Tan antes siquiera de empujar la puerta del local, se quedó ahí, en la entrada, mirando al cielo con la mirada perdida. Divagaba entre sus pensamientos, ajeno de lo que pasaba por su alrededor, cuando de pronto sintió algo.
Un ruido, cada vez más cercano.
Parpadeó. Miró a un lado y viceversa. Interrogó al aire en busca del sonido proveniente, pero no había nada.
Y entonces, en cuestión de segundos, lo tuvo frente a sí.
Un desconocido de rasgos únicos. Como sacado de otro lugar, o incluso, de otro mundo.
La presentación del otro lo tomó por desprevenido. Parpadeó una vez, confundido. Aunque después, sereno, le devolvió el saludo con una sonrisa meditada.

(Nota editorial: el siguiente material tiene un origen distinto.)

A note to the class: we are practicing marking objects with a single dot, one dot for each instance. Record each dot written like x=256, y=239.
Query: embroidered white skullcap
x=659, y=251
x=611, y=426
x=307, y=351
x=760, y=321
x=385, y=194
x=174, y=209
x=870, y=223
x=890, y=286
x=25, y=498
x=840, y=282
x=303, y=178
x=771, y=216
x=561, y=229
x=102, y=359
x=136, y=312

—Déjame decirte que tienes un nombre muy curioso —comentó, con voz suave pero tono grave—. Me da gusto conocerte, Infected. Puedes llamarme Iván.
Sin apuro, metió la mano en su bolso y sacó un pañuelo. El que siempre llevaba consigo.
—Toma —dijo, extendiéndolo hacia el desconocido—. Te lo regalo. Sé que le darás un buen uso.
Sonrió al último. Y guiñó un ojo sin más.
(HOLA MAITEEEE, el gusto es todo mío heyy. Puedes decirme Nikki, y todo bien jeje, con sueño pero en orden. COMO QUE ISRAEL AKFMSLD. Bueno, tú cómo estás?)